NEW DELHI: India announced yesterday a hefty 34 percent hike in its defense budget for the upcoming fiscal year as its army fast-tracks acquisitions following the Mumbai militant attacks.
Finance Minister Pranab Mukherjee attributed the increase, the steepest in recent years, to fallout from last November’s attacks in Mumbai by gunmen who India says came from nuclear-rival Pakistan.
“We are going through tough times. The Mumbai terror attacks have given an entirely new dimension to cross-border terrorism,” Mukherjee said in presenting an interim budget to parliament.
Saying a “threshold has been crossed” with the Mumbai terror attacks, Mukherjee hiked the allocation for defense by 34 percent to Rs.141,703 crore (Rs.1.417 trillion) in the interim budget for 2009-10 he presented in the Lok Sabha yesterday.
The allocation is nearly 15 percent of the total interim budget of Rs.953,231 crore for the fiscal beginning April 1. The interim budget was presented as the government in now at the fag end of its tenure and general elections are due in April-May.
As in the past, the 1.1 million strong Indian Army has received the lion’s share of 41 percent or Rs.58,648 crore, with the Indian Navy being allocated Rs.8,322 crore and the Indian Air Force Rs.14,318 crore.
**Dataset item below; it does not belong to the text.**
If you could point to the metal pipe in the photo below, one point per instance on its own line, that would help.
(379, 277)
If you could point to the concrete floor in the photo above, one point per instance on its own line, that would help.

In real terms, however, the budgetary hike works out to only 23.6 percent as the revised expenditure for 2008-09 has been placed at Rs.114,600 crore against the allocation of Rs.105,600 crore, said Mukherjee, who was presenting the budget on behalf of Prime Minister Manmohan Singh, who is recovering from coronary bypass surgery.
Of the allocation for the fiscal beginning April 1, plan expenditure has been pegged at Rs.86,879 crore against Rs.73,600 crore for the financial year just ending.